When: Thu, April 9, 2015 - 2:00pm
Where: Math 3206
Speaker: Prof. Laure Saint-Raymond (Harvard and MIT on leave from Ecole Normale Superieure) - Douglis Lecture, joint with CSCAMM and KI-Net
Abstract: In his sixth problem, Hilbert asked for an axiomatization of gas dynamics, and he suggested to use the Boltzmann equation as an intermediate description between the (microscopic) atomic dynamics and (macroscopic) fluid models. The main difficulty to achieve this program is to prove the asymptotic decorrelation between the local microscopic interactions, referred to as propagation of chaos, on a time scale much larger than the mean free time. This is indeed the key property to observe some relaxation towards local thermodynamic equilibrium. This control of the collision process can be obtained in fluctuation regimes [1, 2]. In [2], we have established a long time convergence result to the linearized Boltzmann equation, and eventually derived the acoustic and incompressible Stokes equations in dimension 2. The proof relies crucially on symmetry arguments, combined with a suitable pruning procedure to discard super exponential collision trees.
Keywords: system of particles, low density, Boltzmann-Grad limit, kinetic equation, fluid models
[1] T. Bodineau, I. Gallagher, L. Saint-Raymond. The Brownian motion as the limit of a deterministic system of hard-spheres, to appear in Invent. Math. (2015).
[2] T. Bodineau, I. Gallagher, L. Saint-Raymond. From hard spheres to the linearized Boltzmann equation: an L2 analysis of the Boltzmann-Grad limit, in preparation.

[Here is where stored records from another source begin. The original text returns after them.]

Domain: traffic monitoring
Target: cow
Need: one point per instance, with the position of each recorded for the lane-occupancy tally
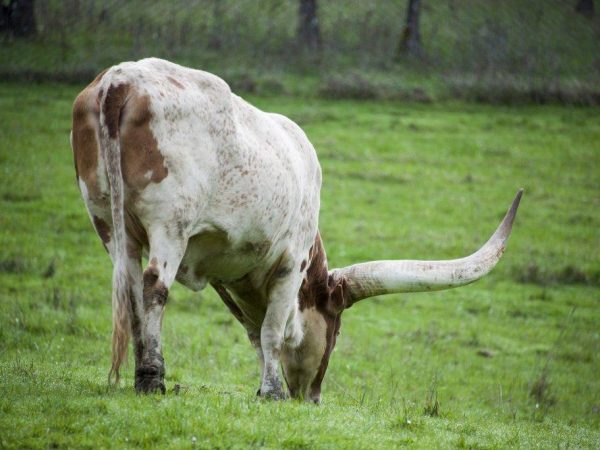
(174, 167)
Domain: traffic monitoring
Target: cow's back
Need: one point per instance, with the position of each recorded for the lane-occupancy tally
(196, 155)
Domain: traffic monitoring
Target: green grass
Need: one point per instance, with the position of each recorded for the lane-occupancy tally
(511, 361)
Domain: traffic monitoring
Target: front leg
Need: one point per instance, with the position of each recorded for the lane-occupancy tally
(281, 316)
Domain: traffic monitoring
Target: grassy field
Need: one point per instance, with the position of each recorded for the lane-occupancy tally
(511, 361)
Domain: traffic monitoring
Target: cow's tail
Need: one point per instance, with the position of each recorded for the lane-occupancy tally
(111, 106)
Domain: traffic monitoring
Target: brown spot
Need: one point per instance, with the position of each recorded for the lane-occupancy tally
(327, 295)
(102, 228)
(175, 82)
(86, 113)
(115, 99)
(134, 250)
(142, 162)
(155, 291)
(229, 302)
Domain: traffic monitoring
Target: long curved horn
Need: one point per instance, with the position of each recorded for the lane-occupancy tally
(386, 277)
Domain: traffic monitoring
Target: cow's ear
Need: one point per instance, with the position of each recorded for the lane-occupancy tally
(337, 297)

Characterization of Measures in the dual of BV

When: Thu, April 30, 2015 - 3:30pm
Where: Math 3206
Speaker: Monica Torres (Purdue University) -
Abstract: http://www2.cscamm.umd.edu/~jabin/TorresMaryland2015.pdf

High-dimensional Numerical schemes and Dimension Reduction techniques for Uncertainty Quantification based on Probability Density Functions

When: Thu, May 7, 2015 - 3:30pm
Where: Math 1308 (Note Room Change)
Speaker: Heyrim Cho (Brown University) -
Abstract: Probability density functions (PDFs) provide the entire statistical structure of the solution to stochastic systems. In this talk, we introduce the joint response-excitation PDF approach that generalizes the existing PDF evolution equations and enables us to do stochastic simulations with random initial condition, coefficient, and forcing, involving non-Gaussian colored noise. We develop efficient numerical algorithms to solve this system from low- to high- dimensions. In particular, we develop high-dimensional numerical schemes by using ANOVA approximation and separated series expansion. Alternatively, we employ dimension reduction techniques such as Mori-Zwanzig approach and moment closures to obtain reduced order PDF equations. The effectiveness of our approach is demonstrated in various stochastic dynamical systems and stochastic PDEs, such as Duffing oscillator that reveals chaotic dynamics and Burgers equation yielding multiple interacting shock waves at random space-time locations.

Null Frames and the Cubic Dirac equation

When: Thu, May 14, 2015 - 3:30pm
Where: Math 3206
Speaker: Tim Candy (John Hopkins University) -
Abstract: We give an overview of recent work on the problem of small data global well-posedness for the cubic Dirac equation in 2+1 dimensions. The main obstruction is a lack of available Strichartz estimates in low dimensions. To get around this difficulty, there are two key ideas. The first is the observation, originally due to Tataru, is that it is possible to construct null frames in which key endpoint Strichartz estimates can be recovered. The second is the fact that there is a subtle cancellation (or null structure) in the cubic nonlinearity that removes the dangerous parallel interactions. This is joint work with Nikolaos Bournaveas.